Poutine, le seul « driver » des marchés ?

Le retour de la volatilité sur fond de tensions géopolitiques - 360Hixance

26/08/2014 - Publié par 360 HIXANCE ASSET MANAGERS dans Marché Actions

Poutine, le seul « driver » des marchés ?

Poutine, le seul « driver » des marchés ?
Ce mois d’août s’achève sur un assez fort retour de la volatilité essentiellement influencée par les facteurs politiques entre l’Ukraine et la Russie. En effet, si cet été a été très difficile pour les marchés européens, il en a été très différemment pour les marchés américains qui culminent à leurs plus hauts niveaux. La plupart des émergents ont aussi renoué avec la croissance de leurs marchés financiers. Ce qui s’est passé au cours de ces deux dernières semaines est très significatif et pourrait nous donner la feuille de route à suivre pour la fin de l’année 2014, qui sera une année de transition. La publication de très mauvais chiffres économiques européens, qui a d’ailleurs conduit la plupart des gouvernements à réduire leurs perspectives de croissance sur l’année 2014 n’a eu aucune influence pour les marchés. La remontée s’est poursuivie ce qui pourrait ainsi confirmer que les points bas atteints début août constituaient bien des opportunités d’achat (cf notre note flash du 7 août). Mais il a fallu vendredi dernier l’entrée du convoi russe en Ukraine sans autorisation pour faire chuter les marchés une nouvelle fois en Europe alors que les marchés américains sont restés très loin de cette problématique !
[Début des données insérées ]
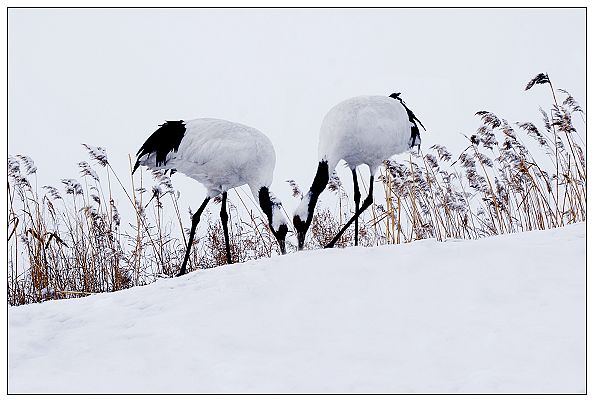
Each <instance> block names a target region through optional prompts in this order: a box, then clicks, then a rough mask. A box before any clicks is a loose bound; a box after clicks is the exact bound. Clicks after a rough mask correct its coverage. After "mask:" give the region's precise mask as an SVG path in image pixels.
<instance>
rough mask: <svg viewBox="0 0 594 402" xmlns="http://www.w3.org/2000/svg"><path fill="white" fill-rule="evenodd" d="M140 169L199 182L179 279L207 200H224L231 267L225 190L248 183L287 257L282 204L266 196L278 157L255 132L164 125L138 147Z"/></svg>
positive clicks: (224, 211)
mask: <svg viewBox="0 0 594 402" xmlns="http://www.w3.org/2000/svg"><path fill="white" fill-rule="evenodd" d="M136 156H137V157H138V159H137V161H136V164H135V165H134V169H133V171H132V173H134V171H136V169H137V168H138V166H140V165H142V166H146V167H148V168H150V169H153V170H165V169H172V170H174V171H178V172H181V173H183V174H185V175H186V176H188V177H190V178H192V179H194V180H196V181H198V182H200V183H202V184H203V185H204V186H205V187H206V190H207V195H206V198H205V199H204V201H203V202H202V205H200V208H198V210H197V211H196V213H195V214H194V215H193V216H192V228H191V229H190V239H189V240H188V245H187V248H186V254H185V257H184V262H183V264H182V266H181V269H180V272H179V274H178V276H180V275H184V274H185V273H186V265H187V263H188V258H189V257H190V249H191V248H192V241H193V240H194V233H195V231H196V225H198V222H200V215H201V214H202V212H203V211H204V208H206V205H207V204H208V201H209V200H210V199H211V198H213V197H216V196H218V195H220V194H221V195H222V202H221V204H222V205H221V215H220V216H221V222H222V224H223V233H224V236H225V248H226V253H227V263H228V264H231V252H230V248H229V232H228V229H227V221H228V219H229V216H228V215H227V210H226V204H227V191H229V190H230V189H232V188H234V187H238V186H241V185H244V184H247V185H248V186H249V187H250V190H251V191H252V194H253V195H254V198H255V199H256V200H257V201H258V202H259V204H260V207H261V208H262V211H263V212H264V214H265V215H266V217H267V218H268V223H269V225H270V230H271V231H272V233H273V234H274V236H275V237H276V240H277V241H278V244H279V246H280V250H281V252H282V253H283V254H285V237H286V235H287V231H288V227H287V220H286V219H285V217H284V215H283V213H282V205H281V203H280V201H279V200H278V199H276V198H275V197H274V195H273V194H272V193H271V192H270V191H269V187H270V184H271V183H272V173H273V171H274V165H275V163H276V156H275V153H274V147H273V146H272V143H271V142H270V140H269V139H268V137H266V136H265V135H264V134H262V133H261V132H260V131H258V130H256V129H255V128H252V127H248V126H245V125H243V124H239V123H233V122H230V121H226V120H219V119H195V120H188V121H183V120H179V121H166V122H165V123H164V124H162V125H161V126H160V127H159V128H158V129H157V130H156V131H155V132H154V133H153V134H152V135H151V136H150V137H149V138H148V139H147V140H146V141H145V143H144V144H143V145H142V147H140V149H139V150H138V152H137V154H136Z"/></svg>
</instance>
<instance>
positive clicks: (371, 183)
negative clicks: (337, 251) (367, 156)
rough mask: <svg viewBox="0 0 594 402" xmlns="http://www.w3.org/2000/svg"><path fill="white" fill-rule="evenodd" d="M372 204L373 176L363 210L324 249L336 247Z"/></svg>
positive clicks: (351, 220) (348, 222)
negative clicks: (336, 244)
mask: <svg viewBox="0 0 594 402" xmlns="http://www.w3.org/2000/svg"><path fill="white" fill-rule="evenodd" d="M372 202H373V175H371V177H370V180H369V194H367V198H365V200H363V205H361V209H359V211H358V212H356V213H355V215H353V216H352V218H351V219H349V221H348V222H347V223H346V225H344V227H343V228H342V229H341V230H340V232H338V234H337V235H336V236H334V239H332V241H331V242H330V243H328V244H327V245H326V247H324V248H332V247H334V245H335V244H336V242H337V241H338V239H340V236H342V234H343V233H344V232H345V231H346V230H347V228H348V227H349V226H350V225H351V224H352V223H353V222H354V221H356V220H357V218H359V215H361V214H362V213H363V212H364V211H365V210H366V209H367V208H368V207H369V206H370V205H371V203H372Z"/></svg>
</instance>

Un Jackson Hole sans nouvelle information importante
Les discours des banquiers centraux réunis comme chaque année à Jackson Hole étaient attendus. Chacun est resté dans son rôle sans apporter de grandes nouveautés. Janet Yellen a maintenu un certain flou sur l’avenir de la politique monétaire et surtout sur le timing de la prochaine remontée des taux.
Elle a beaucoup insisté sur la situation du marché du travail aux Etats-Unis et sur la difficulté de la FED à appréhender clairement son évolution. Plusieurs facteurs perturbent en effet son analyse, ils sont d’ordres structurels (niveau de la production, industrialisation, démographie, …) ou plus conjoncturels (augmentation des inscriptions à l’université, découragement des chômeurs à s’inscrire, ….). Manifestement la présidente de la FED donne un poids plus important aux éléments conjoncturels. Elle a insisté sur le fait que « le marché
du travail n’est pas encore totalement remis » mais si les progrès en la matière étaient plus rapides alors la FED pourrait remonter ses taux assez vite. Elle a également constaté l’absence de pressions inflationnistes ou de hausses des salaires. Il a été aussi confirmé que la FED cesserait ses achats d’actifs sur les marchés dès le mois d’octobre. Pour l’instant, le consensus s’attend toujours à une remontée des taux pour la mi 2015, et d’ici là le dollar devrait continuer à progresser face à l’euro. 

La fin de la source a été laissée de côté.